Birmingham is a city steeped in sporting history, and it’s important to always take note of the sporting accomplishments that the city can partly take responsibility for. The city’s football achievements are well documented, while athletes winning Olympic medals and jockeys winning prestigious races have also called Birmingham home. However, one unlikely NBA coach called the second city his home for two years during the 90s before winning the NBA Championship in 2019.
Nurse’s Career In Europe
Nick Nurse will be a name that is familiar to NBA fans, as he is the head coach of the Toronto Raptors. However, if it wasn’t for a ten-year stay in Europe, then it’s unlikely that he would have ever got the experience that he needed to land a job with one of the leading sides in the NBA. Nurse began his career in the East Midlands, as he played for one season with the Derby Rams. At this point, he realised that he wanted to stop playing the sport and pursue a full-time coaching career. His first six years of his career were spent in North America with Grand View and South Dakota before he decided to put the skills that he has learned to good use back in the British Basketball League with the Birmingham Bullets.

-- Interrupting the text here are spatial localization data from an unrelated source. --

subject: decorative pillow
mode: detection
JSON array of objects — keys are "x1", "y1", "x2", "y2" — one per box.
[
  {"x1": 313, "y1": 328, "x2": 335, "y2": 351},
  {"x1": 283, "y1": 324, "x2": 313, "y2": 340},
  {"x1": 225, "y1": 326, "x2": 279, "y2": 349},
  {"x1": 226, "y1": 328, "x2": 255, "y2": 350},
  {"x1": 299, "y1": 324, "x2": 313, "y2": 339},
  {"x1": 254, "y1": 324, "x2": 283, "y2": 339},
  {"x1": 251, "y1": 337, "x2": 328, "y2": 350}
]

Basketball in the second city has been a sport that has failed to achieve the prominence that it deserves, with the Bullets eventually going into liquidation in 2006, which ended its 32-year history. Future teams were set up in the form of the Birmingham Panthers and Birmingham Knights, but neither were able to achieve prolonged success. However, looking back, it’s hard to determine what would have happened with Nurse’s career had he not spent two years in Birmingham with the Bullets between 1995 and 1997.
Birmingham Bullets 1995-97
Nurse took over the Bullets ahead of the 1995-96 season, as the team from the second city were looking to improve on the quarter-final defeat that they suffered in the previous season at the hands of the Sheffield Sharks. Nurse brought fresh ideas with him, and his plans worked almost immediately. The Bullets managed to finish in third place in the overall standings in the regular season, before they managed to ease past Derby Storm and Sheffield Sharks in the playoffs to set up a final with the league-leaders.
The Bulls were excellent in the 1995 playoff final, as they beat London Towers 78-72, with Nigel Lloyd scoring 23 points and Tony Dorsey adding 22. It would be one of two occasions that Nurse would win the BBL, with the other success coming with the Manchester Giants in 2000. He was unable to deliver back-to-back championships with the Bullets, as the Chester Jets in the quarter-finals of the following seasons playoffs beat them.
Success With The Raptors
However, without this spell in Birmingham, Nurse wouldn’t have got the tactical knowledge that later saw him excel at Iowa Energy and Rio Grande Valley Vipers, which led to him being named as the assistant coach at the Toronto Raptors. He held the assistance position for five seasons, before being promoted to head coach ahead of the 2018-19 NBA season.
That season would end with franchise-history, as the Raptors went on to win their first NBA Championship. Basketball fans across the globe have applauded Nurse’s coaching skills and ability to get the best out of his players, and he was named as the NBA Coach of the Year in 2020, as he led the Raptors to the semi-finals of the playoffs despite losing 2019 MVP, Kawhi Leonard.